Thursday, October 6, 2011

Remembrances of things past

In space-time it is 2 miles and 40 years from Occupy Wall Street and I am a junior in high school and Nixon has invaded Cambodia and college kids are dead in Ohio and Mississippi and there is a big protest in Union Square and the crowd near me is shaped by cyclone fencing and vertical 4 x 8 sheets of plywood because the streets are torn up for a big subway renovation and a man who looks my father's age but is in blue jeans and a work shirt steps onto the podium as he is introduced.  Joseph Heller.  I need to tell my friends that Heller is the author of "Catch-22," even though most of them claim to have read the novel.  Heller mostly says expected things about Vietnam and Nixon.  None of it survives in my memory until he refers to South Vietnam's leaders as, "Those bastards, Thieu and Ky."  The word was a surprise.  "Bastards" was, in 1970, hard unexpected language to utter in prepared public speech by a middle-aged man of letters no matter his attire nor the content of his great novel.

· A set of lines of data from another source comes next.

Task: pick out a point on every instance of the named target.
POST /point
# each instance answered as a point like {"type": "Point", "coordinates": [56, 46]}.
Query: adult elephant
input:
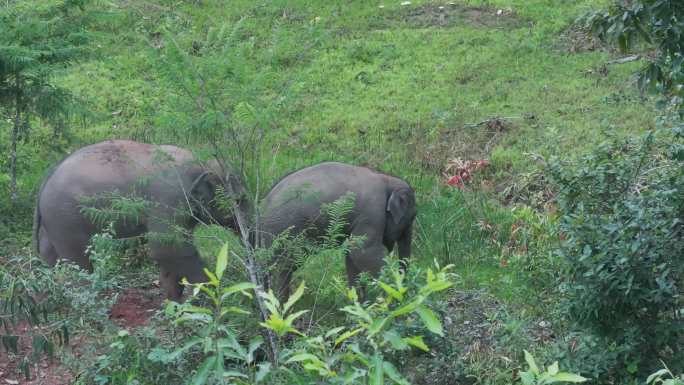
{"type": "Point", "coordinates": [383, 212]}
{"type": "Point", "coordinates": [175, 191]}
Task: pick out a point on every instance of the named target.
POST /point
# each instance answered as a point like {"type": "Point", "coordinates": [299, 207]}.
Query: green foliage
{"type": "Point", "coordinates": [213, 335]}
{"type": "Point", "coordinates": [621, 212]}
{"type": "Point", "coordinates": [534, 376]}
{"type": "Point", "coordinates": [54, 302]}
{"type": "Point", "coordinates": [358, 353]}
{"type": "Point", "coordinates": [665, 377]}
{"type": "Point", "coordinates": [659, 23]}
{"type": "Point", "coordinates": [35, 45]}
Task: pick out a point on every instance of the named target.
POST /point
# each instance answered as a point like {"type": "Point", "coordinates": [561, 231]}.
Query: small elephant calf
{"type": "Point", "coordinates": [384, 211]}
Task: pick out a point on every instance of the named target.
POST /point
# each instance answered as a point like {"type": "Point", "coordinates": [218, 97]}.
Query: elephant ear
{"type": "Point", "coordinates": [235, 185]}
{"type": "Point", "coordinates": [398, 204]}
{"type": "Point", "coordinates": [204, 187]}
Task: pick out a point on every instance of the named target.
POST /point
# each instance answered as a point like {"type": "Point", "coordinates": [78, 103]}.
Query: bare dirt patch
{"type": "Point", "coordinates": [134, 307]}
{"type": "Point", "coordinates": [453, 14]}
{"type": "Point", "coordinates": [470, 141]}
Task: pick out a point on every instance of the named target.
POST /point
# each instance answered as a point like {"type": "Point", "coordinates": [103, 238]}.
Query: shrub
{"type": "Point", "coordinates": [621, 214]}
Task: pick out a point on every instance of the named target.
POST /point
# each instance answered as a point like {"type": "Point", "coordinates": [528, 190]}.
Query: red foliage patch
{"type": "Point", "coordinates": [458, 171]}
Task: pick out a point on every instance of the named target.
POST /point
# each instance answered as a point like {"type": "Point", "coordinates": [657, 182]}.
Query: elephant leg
{"type": "Point", "coordinates": [368, 258]}
{"type": "Point", "coordinates": [170, 283]}
{"type": "Point", "coordinates": [46, 248]}
{"type": "Point", "coordinates": [176, 262]}
{"type": "Point", "coordinates": [404, 245]}
{"type": "Point", "coordinates": [73, 247]}
{"type": "Point", "coordinates": [284, 278]}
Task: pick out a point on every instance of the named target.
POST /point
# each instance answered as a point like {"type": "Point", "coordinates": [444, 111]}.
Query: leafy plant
{"type": "Point", "coordinates": [212, 334]}
{"type": "Point", "coordinates": [35, 45]}
{"type": "Point", "coordinates": [552, 374]}
{"type": "Point", "coordinates": [374, 332]}
{"type": "Point", "coordinates": [621, 210]}
{"type": "Point", "coordinates": [665, 377]}
{"type": "Point", "coordinates": [659, 23]}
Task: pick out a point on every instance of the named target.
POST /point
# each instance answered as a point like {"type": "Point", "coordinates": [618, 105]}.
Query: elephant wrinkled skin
{"type": "Point", "coordinates": [384, 210]}
{"type": "Point", "coordinates": [178, 191]}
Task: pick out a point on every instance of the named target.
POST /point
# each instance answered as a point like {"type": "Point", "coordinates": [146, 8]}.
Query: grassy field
{"type": "Point", "coordinates": [398, 87]}
{"type": "Point", "coordinates": [401, 88]}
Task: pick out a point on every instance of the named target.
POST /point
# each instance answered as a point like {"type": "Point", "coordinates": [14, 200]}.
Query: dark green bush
{"type": "Point", "coordinates": [621, 215]}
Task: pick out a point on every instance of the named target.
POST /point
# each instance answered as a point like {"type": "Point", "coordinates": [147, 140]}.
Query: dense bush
{"type": "Point", "coordinates": [622, 208]}
{"type": "Point", "coordinates": [658, 23]}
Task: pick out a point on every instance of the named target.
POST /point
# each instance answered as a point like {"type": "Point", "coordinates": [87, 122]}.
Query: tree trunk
{"type": "Point", "coordinates": [13, 151]}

Then, the follow-up that anchors the strong memory bridge across these 40 years where the crowd images and tone of voice and Heller's head turning toward his right are forever alive, "I call them bastards," he added, "Not because I hate them, but because they are illegitimate." 


I am not donating money for pizza today.  Instead, this is my gift to the brave ones in lower Manhattan.  Think Martin Luther King, jr.  Think Gandhi.  Non-violence is the only effective path to change.  But, you can still call the opposition, "Bastards."  Not out of hate, but because they are illegitimate.